Backward Compatibility with 3.1 Range Indexes and Lexicons

Range Indexes and lexicons that were created in MarkLogic Server 3.1 use the Unicode codepoint collation order. If you want them to use a different collation in any of these indexes and/or lexicons, you must change the collation and re-create the index, and then reindex the database (if reindex enable is set to true, it will automatically begin reindexing).

UCA Root Collation

The Unicode collation algorithm (UCA) root collation in MarkLogic Server is used when no default exists. It uses the Unicode codepoint collation with S3 (case and diacritic sensitive) strength, and it has the following URI:

http://marklogic.com/collation/

The UCA root collation adds more useful case and diacritic sensitivity to the Unicode codepoint order, so it will make more sensible sort orders when you take case sensitivity and diacritic sensitivity into consideration. For more details about the UCA, see http://www.unicode.org/unicode/reports/tr10/.

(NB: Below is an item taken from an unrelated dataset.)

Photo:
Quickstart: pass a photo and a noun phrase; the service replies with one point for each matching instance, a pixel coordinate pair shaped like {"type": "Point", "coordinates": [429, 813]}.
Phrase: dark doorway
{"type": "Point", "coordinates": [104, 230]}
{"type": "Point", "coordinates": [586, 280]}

How Collation Defaults are Determined

The collation used for requests in MarkLogic Server is based on the settings of various parameters in the Admin Interface and on what is specified in your XQuery code. Each App Server has a default collation specified, and that is used in the absence of anything else that overrides it. Note the following about collations and their defaults.

Collations are specified at the App Server level, on Range Indexes, and on lexicons.
App Servers, Range Indexes, and lexicons upgraded from 3.1 remain in codepoint order (http://marklogic.com/collation/codepoint).
New App Servers default to the UCA Root Collation (http://marklogic.com/collation/).
New Range Indexes and lexicons default to UCA Root Collation (http://marklogic.com/collation/).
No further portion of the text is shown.